China delays WTO probe into auto parts


GENEVA, Sept 28 (Reuters) - China on Thursday exercised its right to delay a World Trade Organisation (WTO) probe into its rules on auto part imports sought by the United States, the European Union and Canada.

The case, the first involving China to reach litigation, will automatically proceed, however, as soon as Washington, Brussels and Ottawa make a further request.

This could come at the next meeting of the WTO's dispute settlement body on Oct. 26.

The three want China -- which joined the WTO in 2001 -- to change rules on import tariffs that they say hinder foreign auto makers and car parts suppliers in China, now one of the world's biggest auto markets.

China considers car parts as a whole vehicle if they account for 60 percent or more of the value of a final vehicle and it charges a higher tariff on them, the EU says. The rule helps Chinese car parts makers and breaks WTO rules, EU, U.S. and Canadian officials say.

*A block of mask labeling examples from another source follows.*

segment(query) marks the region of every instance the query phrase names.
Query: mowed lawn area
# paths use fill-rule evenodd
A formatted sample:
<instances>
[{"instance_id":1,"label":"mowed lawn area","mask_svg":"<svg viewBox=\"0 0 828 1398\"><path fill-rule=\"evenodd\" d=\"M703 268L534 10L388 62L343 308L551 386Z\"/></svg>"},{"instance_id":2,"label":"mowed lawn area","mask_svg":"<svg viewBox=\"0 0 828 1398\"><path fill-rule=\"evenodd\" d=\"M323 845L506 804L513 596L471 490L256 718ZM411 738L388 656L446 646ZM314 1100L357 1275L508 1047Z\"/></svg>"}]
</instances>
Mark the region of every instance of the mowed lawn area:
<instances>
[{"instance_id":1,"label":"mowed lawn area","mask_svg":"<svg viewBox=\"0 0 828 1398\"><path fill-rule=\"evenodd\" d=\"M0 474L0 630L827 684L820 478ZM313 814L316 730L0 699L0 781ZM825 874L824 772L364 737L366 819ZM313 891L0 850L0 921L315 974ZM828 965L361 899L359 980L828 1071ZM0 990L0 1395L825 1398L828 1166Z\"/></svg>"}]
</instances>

Car makers from both sides of the Atlantic have invested heavily in China to set up joint ventures to make vehicles. Japan, Australia and Mexico have participated in the auto parts talks as interested third parties.

The United States, which ran a record $202 billion trade deficit with China last year, feels the $19 billion auto parts market could play a larger role in narrowing the gap.

The decision to go to the WTO came as the United States, the EU and other countries are pushing China to take measures on other trade issues.

Washington said it could bring more cases against China, ranging from restrictions on foreign investors in financial services to intellectual property abuses and industrial subsidies.

Washington also wants China to reform its currency regime which it says keeps the yuan undervalued to boost exports.